Thankfully I had the hardware to test this out and we now have (still unmerged) full Yangtze support. But not only that but I took the challenge a bit personal and studied the half dozen datasheets of AMD chipsets with SPI controllers to find out how to distinguish them reliably. It turns out that the standard PCI revision byte of the SMBus device is a good choice at least according to the datasheets. Of course the datasheets lie and contain the wrong values but some googling later I had gathered the needed information to rewrite our programmer module completely while taking the partly small partly huge differences between chipsets into account… which I did. Also, there was a preexisting patch to specify the SPI clock on the command line and we wanted to use safer defaults for the SPI clock anyway… combine everything, clean it up and separate it into smaller chunks and you have a nice patch set with 500 changed lines… which have to be tested and reviewed. There goes the release deadline again.

The changes affect about 7 generations of AMD chipsets and it would be very difficult to test them all, especially without having the hardware. But then Martin Roth surprised me again quite a bit. He came up with the idea of using the idle time of Sage‘s test department for flashrom testing. He did also convince his boss and has arranged for everything else and so we are now able to send test assignments directly to Sage’s test apartment and they will come back to us when they have had time to do it – awesome. The first round showed (apart from a few cosmetic problems) that my chipset generation detection works fine, but we decided to postpone the whole AMD patch set and release 0.9.7 without it. It just changes too much and there is a huge potential for regressions. Unlike coreboot flashrom is shipped by a wide range of distributors, from the big daily-use distributions like Ubuntu, Fedora, Arch etc. to rescue and disaster recovery tools like SystemRescueCd and grml. Also, it is quite easy for end users to shoot themselves in the foot with flashrom and we don’t want to make that worse by shipping code that we suspect to have regressions. In 0.9.7 we will only detect Yangtze and bail out.

We will use git!

But not as our main VCS. I am preparing better git support in our build system though. David Hendricks has written a patch long ago that adds way more detailed version information to builds and which had also some support for git-svn. I have reworked his script and it just needs a bit more of testing before we decide on the final version information to be printed on runtime. The output of my current prototype looks like this:

flashrom v0.9.7-r1706-b75bc95-6-dirty available from git@github.com:stefanct/flashrom.git git, modified 2013-08-12T02:19:39+0200 on Linux 3.8.0-6-generic (x86_64)

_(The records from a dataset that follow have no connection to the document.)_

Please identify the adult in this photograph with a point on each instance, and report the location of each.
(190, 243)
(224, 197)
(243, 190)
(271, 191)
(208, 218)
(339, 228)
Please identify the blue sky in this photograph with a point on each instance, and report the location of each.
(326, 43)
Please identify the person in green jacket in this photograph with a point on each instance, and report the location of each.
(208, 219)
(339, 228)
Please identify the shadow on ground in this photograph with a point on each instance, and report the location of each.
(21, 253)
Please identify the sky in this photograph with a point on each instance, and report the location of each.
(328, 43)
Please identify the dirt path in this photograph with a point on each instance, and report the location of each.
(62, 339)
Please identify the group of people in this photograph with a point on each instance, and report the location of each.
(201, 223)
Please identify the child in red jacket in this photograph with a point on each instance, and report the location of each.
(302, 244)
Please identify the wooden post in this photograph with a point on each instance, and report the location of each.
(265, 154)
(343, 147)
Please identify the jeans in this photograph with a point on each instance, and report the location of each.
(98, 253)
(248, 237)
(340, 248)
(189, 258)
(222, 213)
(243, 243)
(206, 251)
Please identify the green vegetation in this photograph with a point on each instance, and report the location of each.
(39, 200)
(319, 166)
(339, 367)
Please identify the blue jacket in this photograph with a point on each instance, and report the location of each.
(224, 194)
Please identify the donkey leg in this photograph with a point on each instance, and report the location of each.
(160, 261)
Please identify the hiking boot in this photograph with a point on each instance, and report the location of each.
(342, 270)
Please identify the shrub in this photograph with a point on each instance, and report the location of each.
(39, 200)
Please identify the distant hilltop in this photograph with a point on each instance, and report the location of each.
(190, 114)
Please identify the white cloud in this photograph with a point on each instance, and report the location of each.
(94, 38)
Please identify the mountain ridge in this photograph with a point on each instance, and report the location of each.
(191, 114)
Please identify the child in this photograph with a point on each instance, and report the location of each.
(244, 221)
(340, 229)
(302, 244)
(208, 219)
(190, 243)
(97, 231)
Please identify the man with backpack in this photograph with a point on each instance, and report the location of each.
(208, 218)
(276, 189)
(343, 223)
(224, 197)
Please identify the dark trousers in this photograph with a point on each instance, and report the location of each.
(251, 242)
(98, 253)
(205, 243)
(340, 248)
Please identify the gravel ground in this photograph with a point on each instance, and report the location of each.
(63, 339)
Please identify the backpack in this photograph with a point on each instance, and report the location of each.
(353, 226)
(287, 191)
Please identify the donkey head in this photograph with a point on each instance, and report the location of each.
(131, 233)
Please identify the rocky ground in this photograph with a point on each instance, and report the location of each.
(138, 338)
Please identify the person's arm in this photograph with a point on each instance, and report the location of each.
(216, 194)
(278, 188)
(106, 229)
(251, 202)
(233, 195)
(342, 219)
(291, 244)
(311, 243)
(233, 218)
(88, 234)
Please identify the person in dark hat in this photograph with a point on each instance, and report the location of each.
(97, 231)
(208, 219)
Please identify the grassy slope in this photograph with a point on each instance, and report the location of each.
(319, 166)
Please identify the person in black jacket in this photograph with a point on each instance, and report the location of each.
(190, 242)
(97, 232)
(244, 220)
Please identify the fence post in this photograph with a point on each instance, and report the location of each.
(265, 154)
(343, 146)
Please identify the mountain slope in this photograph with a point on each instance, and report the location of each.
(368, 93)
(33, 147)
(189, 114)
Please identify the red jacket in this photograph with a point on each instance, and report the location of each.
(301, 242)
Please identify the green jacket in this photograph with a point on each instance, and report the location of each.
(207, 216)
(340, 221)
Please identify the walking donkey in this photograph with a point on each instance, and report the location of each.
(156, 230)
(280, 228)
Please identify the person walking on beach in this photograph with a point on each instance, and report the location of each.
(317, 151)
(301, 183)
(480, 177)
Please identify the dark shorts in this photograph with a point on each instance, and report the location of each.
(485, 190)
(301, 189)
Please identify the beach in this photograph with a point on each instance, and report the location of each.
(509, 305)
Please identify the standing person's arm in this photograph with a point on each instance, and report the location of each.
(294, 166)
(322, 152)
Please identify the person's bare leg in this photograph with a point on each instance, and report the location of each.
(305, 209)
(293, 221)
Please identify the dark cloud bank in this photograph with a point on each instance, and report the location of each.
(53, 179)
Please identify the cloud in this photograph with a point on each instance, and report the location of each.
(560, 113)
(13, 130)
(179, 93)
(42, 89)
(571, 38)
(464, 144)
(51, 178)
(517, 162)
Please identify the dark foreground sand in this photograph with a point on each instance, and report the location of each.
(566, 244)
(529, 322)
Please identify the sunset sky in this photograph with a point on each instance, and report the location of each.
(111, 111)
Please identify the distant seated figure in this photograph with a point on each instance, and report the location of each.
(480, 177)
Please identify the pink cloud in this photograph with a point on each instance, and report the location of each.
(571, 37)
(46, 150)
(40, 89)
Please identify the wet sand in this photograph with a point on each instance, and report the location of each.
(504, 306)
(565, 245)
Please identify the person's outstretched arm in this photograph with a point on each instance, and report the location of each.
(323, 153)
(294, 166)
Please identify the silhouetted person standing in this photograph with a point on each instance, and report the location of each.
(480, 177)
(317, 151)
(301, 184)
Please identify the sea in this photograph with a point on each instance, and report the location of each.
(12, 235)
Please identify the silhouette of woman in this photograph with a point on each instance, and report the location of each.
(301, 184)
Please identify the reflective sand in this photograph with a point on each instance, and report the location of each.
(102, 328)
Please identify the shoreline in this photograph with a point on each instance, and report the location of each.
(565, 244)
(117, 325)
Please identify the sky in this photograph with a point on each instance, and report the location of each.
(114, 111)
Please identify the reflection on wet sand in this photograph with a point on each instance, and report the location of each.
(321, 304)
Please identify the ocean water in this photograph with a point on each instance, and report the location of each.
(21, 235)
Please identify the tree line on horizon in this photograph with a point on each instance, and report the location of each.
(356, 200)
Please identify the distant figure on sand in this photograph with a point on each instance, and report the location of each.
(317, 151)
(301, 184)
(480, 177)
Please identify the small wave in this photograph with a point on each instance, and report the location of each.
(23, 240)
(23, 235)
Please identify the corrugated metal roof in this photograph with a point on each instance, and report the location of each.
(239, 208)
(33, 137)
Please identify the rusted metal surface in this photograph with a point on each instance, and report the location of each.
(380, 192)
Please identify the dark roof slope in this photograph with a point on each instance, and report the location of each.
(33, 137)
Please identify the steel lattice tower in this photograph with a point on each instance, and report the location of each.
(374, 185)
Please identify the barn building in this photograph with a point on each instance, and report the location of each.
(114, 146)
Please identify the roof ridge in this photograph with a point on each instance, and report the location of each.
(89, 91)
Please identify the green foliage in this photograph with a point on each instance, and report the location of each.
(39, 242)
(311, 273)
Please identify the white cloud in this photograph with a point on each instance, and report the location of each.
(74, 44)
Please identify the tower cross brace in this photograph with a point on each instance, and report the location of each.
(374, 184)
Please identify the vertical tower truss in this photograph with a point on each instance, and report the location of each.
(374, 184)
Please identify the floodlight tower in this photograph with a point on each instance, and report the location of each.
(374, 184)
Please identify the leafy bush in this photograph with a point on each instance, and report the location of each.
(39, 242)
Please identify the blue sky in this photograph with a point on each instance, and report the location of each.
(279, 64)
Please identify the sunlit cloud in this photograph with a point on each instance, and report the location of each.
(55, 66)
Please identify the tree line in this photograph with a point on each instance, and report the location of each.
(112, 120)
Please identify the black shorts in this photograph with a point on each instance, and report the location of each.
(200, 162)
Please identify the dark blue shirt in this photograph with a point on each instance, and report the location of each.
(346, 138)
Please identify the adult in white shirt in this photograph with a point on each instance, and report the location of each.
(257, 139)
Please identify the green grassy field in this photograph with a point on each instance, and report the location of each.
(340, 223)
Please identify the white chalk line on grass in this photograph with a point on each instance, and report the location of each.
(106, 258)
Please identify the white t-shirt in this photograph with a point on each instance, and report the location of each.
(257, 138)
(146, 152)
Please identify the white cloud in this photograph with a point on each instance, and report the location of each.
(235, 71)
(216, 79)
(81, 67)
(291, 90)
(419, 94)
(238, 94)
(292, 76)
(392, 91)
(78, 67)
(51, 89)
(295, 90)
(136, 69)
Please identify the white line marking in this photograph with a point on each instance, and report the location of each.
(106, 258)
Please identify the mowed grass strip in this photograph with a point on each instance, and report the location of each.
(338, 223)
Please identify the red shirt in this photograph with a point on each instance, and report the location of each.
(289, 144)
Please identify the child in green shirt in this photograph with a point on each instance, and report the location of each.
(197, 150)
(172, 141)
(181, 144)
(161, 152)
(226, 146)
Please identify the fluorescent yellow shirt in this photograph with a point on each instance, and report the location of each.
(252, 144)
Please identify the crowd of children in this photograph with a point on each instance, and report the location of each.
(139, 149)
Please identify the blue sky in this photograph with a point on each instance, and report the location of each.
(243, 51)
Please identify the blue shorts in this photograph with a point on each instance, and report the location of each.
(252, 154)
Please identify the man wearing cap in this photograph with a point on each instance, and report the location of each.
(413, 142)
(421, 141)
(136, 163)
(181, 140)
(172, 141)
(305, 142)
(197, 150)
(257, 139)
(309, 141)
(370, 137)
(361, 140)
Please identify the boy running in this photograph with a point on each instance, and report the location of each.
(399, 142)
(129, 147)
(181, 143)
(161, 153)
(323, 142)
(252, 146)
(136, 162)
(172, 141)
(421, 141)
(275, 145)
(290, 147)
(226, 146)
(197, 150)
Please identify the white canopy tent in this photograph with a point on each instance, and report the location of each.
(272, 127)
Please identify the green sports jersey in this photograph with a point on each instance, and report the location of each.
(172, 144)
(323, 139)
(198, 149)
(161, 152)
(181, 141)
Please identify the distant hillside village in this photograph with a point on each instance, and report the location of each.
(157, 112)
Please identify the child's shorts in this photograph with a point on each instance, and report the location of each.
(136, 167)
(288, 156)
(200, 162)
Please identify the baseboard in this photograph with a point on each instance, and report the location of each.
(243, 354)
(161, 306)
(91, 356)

Separated by hyphens it prints the (traditional) stable version of flashrom, the svn revision (on native and cloned git-svn repositories too), the git hash of the last commit, the number of patches since the last upstream/subversion commit, and a dirty flag in case of uncommitted changes in the working directory. It also tries to find a remote repository that contains the last commit and prints its URL and the commit date (or the current date for dirty repositories). This should make it way easier to interpret log files and ends the era of “-runknown” prints.

Buildbot

Our buildbot is slowly getting into shape thanks to the server space provided by Anton Kochkov and the time Carl-Daniel invested into building cross compilers and setting up virtual machines. I have migrated it to a shared directory and be able to push a local git commit to it and let it build it by just issuing a single command, yay. We still need a better interface for it – currently there is only an nginx autoindex of the generated files, and we need to hook it up in subversion to get automatic builds on commits, but I really like it already.